La narration à la première personne fait de nous le confident de Solaro, et nous renvoie plus intimement à toutes les émotions suscitées par sa perception de l’existence. Violente sagesse, certes, mais finalement inspirante. Solaro est un intégriste de la Joie, ce qui le mène à la tragédie. Mais peut-être faut-il cette métaphore, cet extrême symbolique pour nous rappeler combien, parfois, nous sommes endormis. Combien nos choix et notre rapport aux expériences sont conditionnés par une standardisation faussée de la pensée. Bien plus proche de nous que ne l’était le Meursault de Camus, il nous révèle autant qu’il se révèle lui-même. Si Solaro s’aliène la société, en nous emmenant dans ses réflexions il vient, au passage, troubler les nôtres. Là où je me souviens avoir observé Meursault avec distance, j’ai écouté Solaro dans un perpétuel conflit interne. Et j’ai apprécié cette expérience plus philosophique que littéraire.
Les gens heureux sont dangereux 8 étoiles

Monsieur Solaro mène une vie banale avec son lot d’épreuves.
Mais lui n’est pas un homme banal ! Systématiquement, il trouve le positif de chaque instant, il trouve de quoi se réjouir dans chaque situation.
Alors que sa maman atteinte d’un cancer vit ses derniers jours, que père et frère sont effondrés, lui demande "Aujourd’hui, comment elle va ?"
Quand suite à une mauvaise rencontre il est passé à tabac, "je pleure et ça fait un bien fou".

Un comportement qui n’est pas normal. Un homme ne peut vivre comme ça, il peut paraître au mieux bizarre, au pire insensible, voire handicapé des sentiments.
Tous les médecins ou psychologues qu’il croisera, n’arriveront pas à comprendre.

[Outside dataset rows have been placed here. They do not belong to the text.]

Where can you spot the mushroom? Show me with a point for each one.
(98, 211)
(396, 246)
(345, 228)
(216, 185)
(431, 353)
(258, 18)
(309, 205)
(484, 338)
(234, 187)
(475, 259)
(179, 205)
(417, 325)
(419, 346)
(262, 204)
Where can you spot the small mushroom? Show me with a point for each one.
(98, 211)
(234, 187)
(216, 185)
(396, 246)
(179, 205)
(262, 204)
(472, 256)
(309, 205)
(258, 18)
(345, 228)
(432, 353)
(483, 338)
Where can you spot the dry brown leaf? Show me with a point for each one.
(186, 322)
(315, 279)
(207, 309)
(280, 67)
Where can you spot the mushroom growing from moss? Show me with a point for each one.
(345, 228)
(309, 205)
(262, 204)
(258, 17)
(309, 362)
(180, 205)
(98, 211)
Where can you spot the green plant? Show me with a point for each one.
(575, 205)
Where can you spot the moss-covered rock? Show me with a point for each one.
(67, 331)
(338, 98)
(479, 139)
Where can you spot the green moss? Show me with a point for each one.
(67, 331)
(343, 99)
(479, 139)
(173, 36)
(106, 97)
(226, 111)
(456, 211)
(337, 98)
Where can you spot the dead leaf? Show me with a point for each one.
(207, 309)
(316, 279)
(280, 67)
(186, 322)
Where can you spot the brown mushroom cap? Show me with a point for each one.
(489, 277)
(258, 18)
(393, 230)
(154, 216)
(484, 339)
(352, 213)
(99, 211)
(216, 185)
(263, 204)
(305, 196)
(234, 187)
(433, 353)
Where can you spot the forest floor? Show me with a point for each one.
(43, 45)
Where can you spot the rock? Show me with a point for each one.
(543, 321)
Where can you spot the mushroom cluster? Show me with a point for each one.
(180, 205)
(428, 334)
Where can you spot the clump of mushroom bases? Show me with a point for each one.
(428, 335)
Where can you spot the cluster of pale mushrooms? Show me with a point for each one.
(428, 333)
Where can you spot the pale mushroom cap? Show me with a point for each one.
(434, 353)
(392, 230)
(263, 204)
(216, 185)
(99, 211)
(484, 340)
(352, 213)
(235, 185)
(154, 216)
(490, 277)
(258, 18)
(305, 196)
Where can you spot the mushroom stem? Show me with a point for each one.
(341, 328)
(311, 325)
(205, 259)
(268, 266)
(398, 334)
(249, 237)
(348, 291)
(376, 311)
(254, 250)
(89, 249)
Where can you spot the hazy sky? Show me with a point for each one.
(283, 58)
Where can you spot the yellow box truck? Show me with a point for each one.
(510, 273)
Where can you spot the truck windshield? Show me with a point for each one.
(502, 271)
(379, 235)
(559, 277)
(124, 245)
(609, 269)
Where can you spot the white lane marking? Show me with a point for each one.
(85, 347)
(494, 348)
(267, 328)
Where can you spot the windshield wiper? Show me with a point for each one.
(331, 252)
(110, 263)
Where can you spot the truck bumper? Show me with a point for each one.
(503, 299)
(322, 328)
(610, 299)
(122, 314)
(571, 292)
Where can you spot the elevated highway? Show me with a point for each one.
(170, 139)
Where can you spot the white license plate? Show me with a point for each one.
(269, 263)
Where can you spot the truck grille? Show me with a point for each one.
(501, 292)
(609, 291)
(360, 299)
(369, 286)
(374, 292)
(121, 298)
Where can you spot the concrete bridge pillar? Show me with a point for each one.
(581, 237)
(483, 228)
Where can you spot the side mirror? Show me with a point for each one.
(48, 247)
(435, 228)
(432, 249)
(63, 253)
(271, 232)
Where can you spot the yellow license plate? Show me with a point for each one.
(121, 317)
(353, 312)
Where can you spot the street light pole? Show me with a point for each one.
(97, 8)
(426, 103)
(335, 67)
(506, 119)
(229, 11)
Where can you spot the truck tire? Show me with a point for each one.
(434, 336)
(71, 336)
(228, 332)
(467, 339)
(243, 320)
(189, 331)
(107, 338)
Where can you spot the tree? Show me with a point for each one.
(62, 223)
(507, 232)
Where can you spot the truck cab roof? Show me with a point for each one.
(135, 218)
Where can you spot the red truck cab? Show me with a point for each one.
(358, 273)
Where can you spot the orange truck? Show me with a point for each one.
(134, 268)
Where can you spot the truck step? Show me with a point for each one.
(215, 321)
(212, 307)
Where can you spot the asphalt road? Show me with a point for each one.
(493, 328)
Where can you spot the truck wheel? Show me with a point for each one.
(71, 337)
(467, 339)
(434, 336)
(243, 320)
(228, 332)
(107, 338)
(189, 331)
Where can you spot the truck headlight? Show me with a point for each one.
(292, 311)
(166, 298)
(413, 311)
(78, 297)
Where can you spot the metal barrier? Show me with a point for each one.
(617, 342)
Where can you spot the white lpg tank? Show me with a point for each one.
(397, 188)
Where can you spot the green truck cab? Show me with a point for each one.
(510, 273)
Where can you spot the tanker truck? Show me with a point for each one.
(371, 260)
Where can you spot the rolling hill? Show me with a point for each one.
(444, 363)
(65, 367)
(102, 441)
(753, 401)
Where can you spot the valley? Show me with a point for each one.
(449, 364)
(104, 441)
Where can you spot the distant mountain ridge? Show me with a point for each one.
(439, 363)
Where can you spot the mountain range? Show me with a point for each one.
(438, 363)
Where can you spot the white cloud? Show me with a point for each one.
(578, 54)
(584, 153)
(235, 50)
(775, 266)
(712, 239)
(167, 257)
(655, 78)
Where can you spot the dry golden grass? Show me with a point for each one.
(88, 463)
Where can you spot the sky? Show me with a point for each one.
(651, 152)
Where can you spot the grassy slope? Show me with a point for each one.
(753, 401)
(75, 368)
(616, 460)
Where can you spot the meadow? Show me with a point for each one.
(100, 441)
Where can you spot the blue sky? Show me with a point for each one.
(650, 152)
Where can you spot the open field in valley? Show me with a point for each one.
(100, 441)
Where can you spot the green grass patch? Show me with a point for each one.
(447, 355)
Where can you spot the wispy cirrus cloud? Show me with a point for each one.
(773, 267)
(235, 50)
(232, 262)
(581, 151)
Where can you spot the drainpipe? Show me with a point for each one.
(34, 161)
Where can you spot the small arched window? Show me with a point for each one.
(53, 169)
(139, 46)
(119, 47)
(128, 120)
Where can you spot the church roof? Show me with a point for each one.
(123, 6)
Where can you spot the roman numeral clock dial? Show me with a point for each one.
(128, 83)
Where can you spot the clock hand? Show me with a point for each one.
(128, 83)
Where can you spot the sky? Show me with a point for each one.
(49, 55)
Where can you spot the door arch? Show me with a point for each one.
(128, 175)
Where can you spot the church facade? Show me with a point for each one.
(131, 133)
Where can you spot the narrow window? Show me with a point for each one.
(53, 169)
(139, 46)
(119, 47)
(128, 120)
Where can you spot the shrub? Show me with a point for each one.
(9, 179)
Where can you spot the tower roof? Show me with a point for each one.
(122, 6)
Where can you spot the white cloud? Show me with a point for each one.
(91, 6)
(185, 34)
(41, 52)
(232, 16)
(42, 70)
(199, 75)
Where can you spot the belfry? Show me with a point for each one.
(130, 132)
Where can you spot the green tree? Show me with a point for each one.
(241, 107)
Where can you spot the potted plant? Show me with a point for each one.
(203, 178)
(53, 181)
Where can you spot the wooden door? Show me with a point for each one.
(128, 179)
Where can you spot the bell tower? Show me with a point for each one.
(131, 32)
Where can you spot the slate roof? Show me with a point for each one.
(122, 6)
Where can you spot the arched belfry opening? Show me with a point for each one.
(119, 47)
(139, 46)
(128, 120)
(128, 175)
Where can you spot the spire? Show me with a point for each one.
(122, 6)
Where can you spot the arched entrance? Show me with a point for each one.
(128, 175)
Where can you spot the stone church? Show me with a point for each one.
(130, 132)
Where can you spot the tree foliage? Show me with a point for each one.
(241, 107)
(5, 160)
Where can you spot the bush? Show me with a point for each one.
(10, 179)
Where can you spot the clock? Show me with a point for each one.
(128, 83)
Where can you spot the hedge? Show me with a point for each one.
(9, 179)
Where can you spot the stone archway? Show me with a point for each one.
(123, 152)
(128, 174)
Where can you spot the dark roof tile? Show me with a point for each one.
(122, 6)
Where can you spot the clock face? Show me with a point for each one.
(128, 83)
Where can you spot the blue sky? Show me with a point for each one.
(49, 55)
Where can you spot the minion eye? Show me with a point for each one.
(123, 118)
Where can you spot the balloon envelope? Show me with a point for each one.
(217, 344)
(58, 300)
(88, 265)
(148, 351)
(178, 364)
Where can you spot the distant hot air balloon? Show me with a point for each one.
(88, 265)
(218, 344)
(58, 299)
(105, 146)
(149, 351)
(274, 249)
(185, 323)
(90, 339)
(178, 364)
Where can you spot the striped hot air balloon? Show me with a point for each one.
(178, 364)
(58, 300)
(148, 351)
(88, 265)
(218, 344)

On entame la lecture avec le sentiment d’un feel-good-book, un court et gentil roman au héros constamment heureux.
On pense aux principes de méditation de pleine conscience appliqués à la perfection.
"Je lui dis que c’est le réel qui compte, c’est lui et lui seul qui peut nous rendre heureux…. l’espoir est un poison qui nous enlève la force d’aimer."

Mais les deuxième et troisième parties sont édifiantes sur ce qu’on attend d’un homme, sur les codes de la normalité dans la société, sur le sort réservé à ceux qui dérangent.

Un court roman qui sous son allure légère, interpelle et questionne le lecteur .
Merci à Bluewitch d’avoir apporté ce livre.